The commission is asking the authority board to put a “button” on the online portal site to link pro se filers to the survey. According to authority records, pro se litigants filed 6,368 documents in August and 45,788 people have registered as pro se filers.
Digon-Greer also asked the authority board to recommend the state’s 67 clerks of court put links to the survey on their individual websites.
The board unanimously approved a motion to ask its staff to investigate the technical issues related to putting the link on the portal, and report at the board’s next meeting on November 14. The motion included recommending that clerks of court link to the survey on their sites.
“This information from the survey will be extremely useful both to the clerks and the court and our joint efforts on the Access Commission,” said State Courts Administrator PK Jameson.
Digon-Greer said that, without any promotion, only about 25 pro se users had discovered and taken the online survey. Most of those said they had little or no knowledge about court procedures, did not know where to find help, that it was their first time going to court on a personal matter, and they were suffering from financial hardships.
The batch filing project aims at allowing lawyers to file multiple documents in multiple cases during one filing session on the portal, similar to what state attorneys and public defenders do in criminal cases. Earlier in the summer, the authority board invited private entities to apply to develop software that would work with the portal’s programming to allow civil batch filing. Four law firms, seven private companies (including three process serving companies), and the Attorney General’s Child Support Enforcement office filed to develop programs.

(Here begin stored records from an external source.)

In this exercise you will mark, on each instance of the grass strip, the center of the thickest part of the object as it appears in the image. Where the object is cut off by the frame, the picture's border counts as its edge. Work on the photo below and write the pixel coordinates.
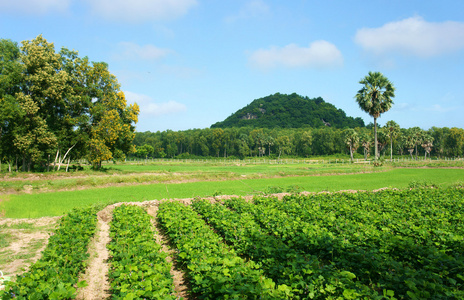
(59, 203)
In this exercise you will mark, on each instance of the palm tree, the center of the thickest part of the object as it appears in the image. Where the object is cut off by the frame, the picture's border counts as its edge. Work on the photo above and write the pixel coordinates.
(351, 140)
(393, 131)
(375, 98)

Two additional companies have filed for the second phase of applications.
Private companies are developing batch processing programs, hoping to market that service to law firms.
The invitation required an application fee and set a November 1 deadline for finishing the software. However, at the September 22 meeting, representatives from two companies said they were still awaiting responses to their technical inquiries (that time period includes when Hurricane Hermine caused office closings in Tallahassee, where the authority is located). They asked the board to push the November deadline back by 30 to 60 days.
Authority Chair Tim Smith said he would look into those delays and call a special board meeting, if necessary, to consider the extension. The specifications of the batch processing proposal include that none of the first phase of applicants will be able to begin batch filing until all have completed their programming.